Nggak ada update dari forwarder. Di-chat centang satu. Di telepon masuk voicemail.
Rasanya tuh… gimana ya… kayak nungguin pacar yang ngilang tanpa kabar pas lagi sayang-sayangnya. Cemas, kesel, campur aduk jadi satu. Bedanya, kalau pacar ngilang paling cuma patah hati. Kalau kontainer ngilang? Patah arang bisnisnya, Bos. Rugi miliaran.
Saya ngerti banget perasaan itu.
Dulu, sebelum saya gabung dan pegang kendali di HSH Cargo, saya pernah ada di posisi Anda. Jadi user. Dan sumpah, hal yang paling bikin saya darah tinggi itu bukan harga yang mahal, tapi KETIDAKPASTIAN.
Makanya, pas saya duduk di kursi manajemen HSH, satu hal pertama yang saya rombak total adalah cara kita ngomong sama klien. Sistem komunikasinya.
Ini bukan soal punya aplikasi tracking yang warnanya gonjreng atau fitur canggih doang lho ya. Ini soal mindset. Soal empati.
Yuk, saya ajak ngintip dikit gimana sih dapur komunikasi kita bekerja biar Anda nggak perlu lagi stok obat sakit kepala tiap kali impor barang.
Filosofi “Jangan Tunggu Ditanya”
Ini aturan emas di tim saya.

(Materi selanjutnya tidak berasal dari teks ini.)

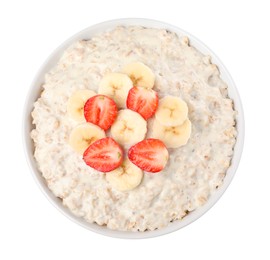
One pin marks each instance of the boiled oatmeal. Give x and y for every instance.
(194, 147)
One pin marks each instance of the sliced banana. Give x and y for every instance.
(76, 103)
(140, 74)
(83, 135)
(172, 111)
(126, 177)
(128, 128)
(116, 86)
(172, 136)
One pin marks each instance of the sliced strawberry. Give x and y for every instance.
(150, 155)
(104, 155)
(143, 101)
(100, 110)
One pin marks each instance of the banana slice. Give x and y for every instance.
(83, 135)
(76, 103)
(116, 86)
(140, 74)
(172, 136)
(126, 177)
(172, 111)
(128, 128)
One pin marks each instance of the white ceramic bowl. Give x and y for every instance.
(34, 93)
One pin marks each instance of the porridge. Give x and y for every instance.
(191, 150)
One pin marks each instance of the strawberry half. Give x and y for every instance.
(104, 155)
(143, 101)
(150, 155)
(100, 110)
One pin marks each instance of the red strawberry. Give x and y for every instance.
(143, 101)
(100, 110)
(104, 155)
(150, 155)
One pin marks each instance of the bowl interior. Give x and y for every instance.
(34, 93)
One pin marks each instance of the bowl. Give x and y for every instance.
(35, 90)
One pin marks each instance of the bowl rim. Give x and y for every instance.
(34, 91)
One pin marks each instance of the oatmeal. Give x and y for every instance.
(196, 165)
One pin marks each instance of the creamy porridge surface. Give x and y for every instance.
(193, 172)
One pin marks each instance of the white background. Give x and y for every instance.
(238, 226)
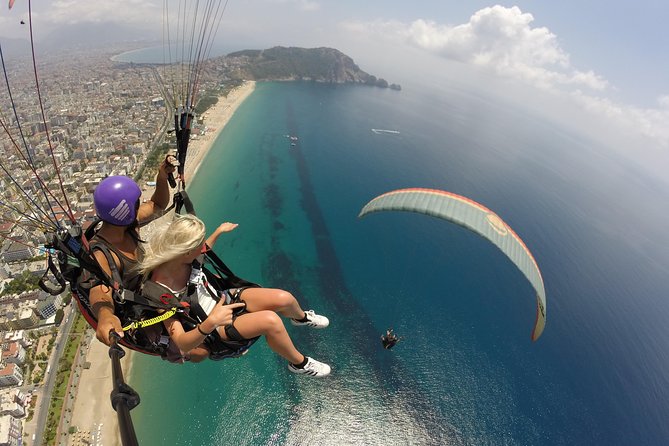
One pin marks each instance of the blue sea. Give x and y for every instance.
(466, 372)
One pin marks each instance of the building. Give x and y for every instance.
(17, 336)
(10, 375)
(48, 305)
(25, 317)
(11, 430)
(13, 352)
(13, 403)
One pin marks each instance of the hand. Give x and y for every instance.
(107, 322)
(221, 315)
(168, 166)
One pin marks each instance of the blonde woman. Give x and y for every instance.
(237, 315)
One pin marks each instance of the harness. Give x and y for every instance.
(70, 260)
(219, 348)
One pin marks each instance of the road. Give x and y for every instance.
(44, 395)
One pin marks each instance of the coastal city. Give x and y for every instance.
(99, 118)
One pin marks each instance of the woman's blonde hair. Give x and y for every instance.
(183, 234)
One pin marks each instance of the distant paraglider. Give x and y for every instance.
(475, 217)
(390, 339)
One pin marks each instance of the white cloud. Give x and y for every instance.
(498, 39)
(69, 12)
(502, 41)
(303, 5)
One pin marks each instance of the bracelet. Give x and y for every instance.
(202, 332)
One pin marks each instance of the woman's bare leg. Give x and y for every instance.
(267, 323)
(273, 299)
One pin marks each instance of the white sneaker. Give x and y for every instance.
(313, 320)
(312, 368)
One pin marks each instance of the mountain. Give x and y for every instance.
(316, 64)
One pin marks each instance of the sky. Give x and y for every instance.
(608, 59)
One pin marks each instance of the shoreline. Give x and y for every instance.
(92, 411)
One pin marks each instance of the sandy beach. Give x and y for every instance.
(93, 414)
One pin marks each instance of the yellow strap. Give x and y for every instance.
(154, 320)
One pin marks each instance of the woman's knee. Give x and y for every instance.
(198, 354)
(258, 323)
(284, 298)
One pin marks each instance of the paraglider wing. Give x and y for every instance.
(475, 217)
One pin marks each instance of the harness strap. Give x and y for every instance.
(154, 320)
(116, 280)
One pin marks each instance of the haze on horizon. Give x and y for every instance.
(603, 61)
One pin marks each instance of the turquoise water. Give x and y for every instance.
(466, 372)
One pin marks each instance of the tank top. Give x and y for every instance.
(131, 278)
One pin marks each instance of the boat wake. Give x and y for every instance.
(379, 131)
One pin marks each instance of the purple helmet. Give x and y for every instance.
(116, 199)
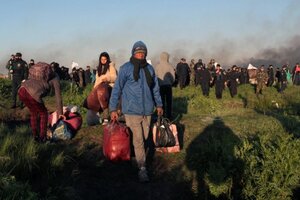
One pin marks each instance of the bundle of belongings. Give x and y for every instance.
(165, 136)
(96, 102)
(66, 128)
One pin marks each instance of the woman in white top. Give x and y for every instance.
(106, 72)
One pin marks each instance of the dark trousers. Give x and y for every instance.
(283, 85)
(16, 82)
(167, 100)
(233, 89)
(205, 88)
(182, 81)
(219, 90)
(38, 113)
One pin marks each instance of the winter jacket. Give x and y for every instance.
(110, 76)
(136, 96)
(164, 70)
(39, 89)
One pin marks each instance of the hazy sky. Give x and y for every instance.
(231, 31)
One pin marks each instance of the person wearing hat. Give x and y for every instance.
(271, 76)
(183, 71)
(282, 79)
(9, 66)
(19, 73)
(137, 88)
(261, 78)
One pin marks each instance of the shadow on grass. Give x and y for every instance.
(211, 156)
(290, 122)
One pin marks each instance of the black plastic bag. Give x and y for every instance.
(164, 136)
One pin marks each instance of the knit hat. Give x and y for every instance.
(139, 47)
(18, 54)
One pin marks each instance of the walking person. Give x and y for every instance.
(166, 77)
(31, 93)
(19, 71)
(205, 77)
(182, 70)
(233, 80)
(262, 78)
(137, 87)
(219, 81)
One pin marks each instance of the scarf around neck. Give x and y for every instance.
(138, 64)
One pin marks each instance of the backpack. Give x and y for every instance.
(116, 141)
(40, 71)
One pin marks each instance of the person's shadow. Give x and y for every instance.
(211, 156)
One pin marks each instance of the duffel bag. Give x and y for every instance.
(116, 141)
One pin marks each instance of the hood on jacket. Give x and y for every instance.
(164, 57)
(139, 46)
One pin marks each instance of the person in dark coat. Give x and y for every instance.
(296, 74)
(271, 76)
(182, 70)
(233, 77)
(31, 63)
(282, 79)
(205, 77)
(197, 69)
(166, 76)
(244, 76)
(9, 66)
(219, 81)
(19, 72)
(87, 75)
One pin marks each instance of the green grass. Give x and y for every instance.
(246, 147)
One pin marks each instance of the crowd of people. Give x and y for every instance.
(212, 74)
(137, 88)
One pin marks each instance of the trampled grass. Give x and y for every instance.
(229, 149)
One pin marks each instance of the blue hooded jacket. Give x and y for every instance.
(136, 96)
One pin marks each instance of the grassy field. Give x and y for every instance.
(246, 147)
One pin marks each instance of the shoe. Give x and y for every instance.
(143, 175)
(105, 122)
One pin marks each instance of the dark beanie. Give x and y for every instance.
(138, 47)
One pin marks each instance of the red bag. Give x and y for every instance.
(98, 99)
(74, 120)
(116, 141)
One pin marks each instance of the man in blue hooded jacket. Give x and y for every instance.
(137, 89)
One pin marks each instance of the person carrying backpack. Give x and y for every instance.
(40, 81)
(137, 86)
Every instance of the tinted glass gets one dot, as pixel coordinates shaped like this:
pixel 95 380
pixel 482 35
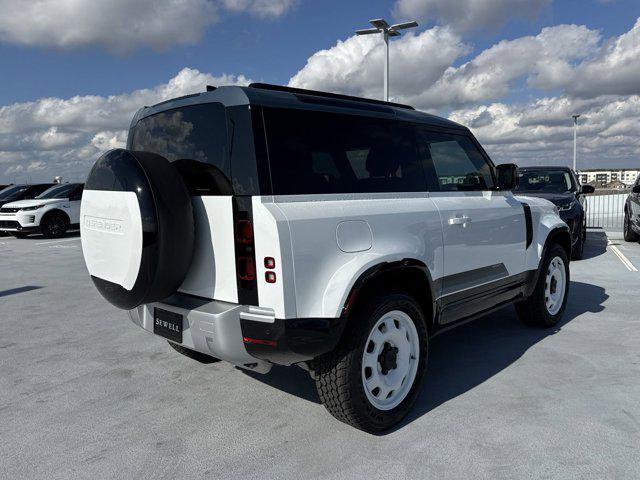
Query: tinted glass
pixel 59 191
pixel 545 181
pixel 456 161
pixel 197 133
pixel 317 152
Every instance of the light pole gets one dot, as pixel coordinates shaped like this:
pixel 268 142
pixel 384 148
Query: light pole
pixel 381 26
pixel 575 139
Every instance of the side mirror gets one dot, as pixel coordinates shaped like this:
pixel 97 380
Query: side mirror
pixel 507 175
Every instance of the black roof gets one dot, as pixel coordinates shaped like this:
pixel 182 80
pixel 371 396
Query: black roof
pixel 550 167
pixel 267 95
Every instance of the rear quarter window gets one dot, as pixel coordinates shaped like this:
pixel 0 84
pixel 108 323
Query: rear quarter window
pixel 194 138
pixel 313 152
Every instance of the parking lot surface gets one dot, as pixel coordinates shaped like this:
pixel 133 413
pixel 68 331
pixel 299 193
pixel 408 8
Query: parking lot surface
pixel 86 394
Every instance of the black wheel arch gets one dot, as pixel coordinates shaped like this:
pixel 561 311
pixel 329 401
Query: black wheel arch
pixel 55 211
pixel 407 275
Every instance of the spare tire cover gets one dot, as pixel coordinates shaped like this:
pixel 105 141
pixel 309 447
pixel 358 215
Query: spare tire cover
pixel 136 227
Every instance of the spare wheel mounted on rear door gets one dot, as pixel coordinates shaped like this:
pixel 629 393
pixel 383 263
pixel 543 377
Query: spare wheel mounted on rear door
pixel 137 227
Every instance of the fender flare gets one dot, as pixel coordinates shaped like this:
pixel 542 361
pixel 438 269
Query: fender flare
pixel 554 232
pixel 385 267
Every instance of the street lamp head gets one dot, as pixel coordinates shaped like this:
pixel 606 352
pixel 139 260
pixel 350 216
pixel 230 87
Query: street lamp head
pixel 382 26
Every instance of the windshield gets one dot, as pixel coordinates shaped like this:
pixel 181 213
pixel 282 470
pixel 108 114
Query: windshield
pixel 10 193
pixel 544 181
pixel 58 191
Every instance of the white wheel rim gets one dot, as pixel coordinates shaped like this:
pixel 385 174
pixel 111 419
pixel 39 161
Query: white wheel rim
pixel 393 335
pixel 556 285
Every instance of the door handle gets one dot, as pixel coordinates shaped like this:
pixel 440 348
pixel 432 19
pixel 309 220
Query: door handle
pixel 459 220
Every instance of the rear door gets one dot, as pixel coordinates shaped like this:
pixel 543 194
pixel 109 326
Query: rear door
pixel 484 231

Haram hukumnya nunggu klien nanya “Posisi di mana?”.
Kalau klien sampai nanya duluan, itu artinya kami telat. Gagal.
Gini logikanya.
Bayangkan Anda pesan makanan di restoran. Udah 30 menit nggak dateng. Anda pasti panggil pelayan dengan nada tinggi, “Mas, mana makanan saya?”.
Tapi… beda ceritanya kalau di menit ke-15, pelayannya datang duluan dan bilang: “Pak, mohon maaf, ayamnya butuh waktu 5 menit lagi biar matang sempurna. Mau nambah kerupuk dulu sambil nunggu?”
Marah nggak? Mungkin kesel dikit, tapi Anda merasa dihargai. Anda tau apa yang terjadi.
Nah, di HSH, kita terapkan itu.
Tim operasional kami itu… jujur aja ya, kadang agak “berisik”. Dikit-dikit update.
“Pak, kapal udah sandar.”
“Bu, dokumen PIB udah submit, lagi nunggu respon sistem.”
“Pak, truk udah jalan dari pelabuhan, estimasi 2 jam lagi sampai gudang Bapak.”
Kita menyerang duluan. Kita kasih info sebelum Anda sempet mikir buat nanya. Tujuannya simpel, Biar Anda bisa fokus ngurusin jualan, bukan ngurusin logistik. Biar otak Anda nggak penuh sama tanda tanya.
Kabar Buruk Disajikan Panas-Panas
Terdengar aneh ya?
Biasanya orang kan maunya denger kabar baik doang. Tapi di dunia logistik yang penuh drama ini seperti badai lah, red line lah, sistem error lah, kabar buruk itu pasti ada. Nggak mungkin mulus terus kayak jalan tol baru.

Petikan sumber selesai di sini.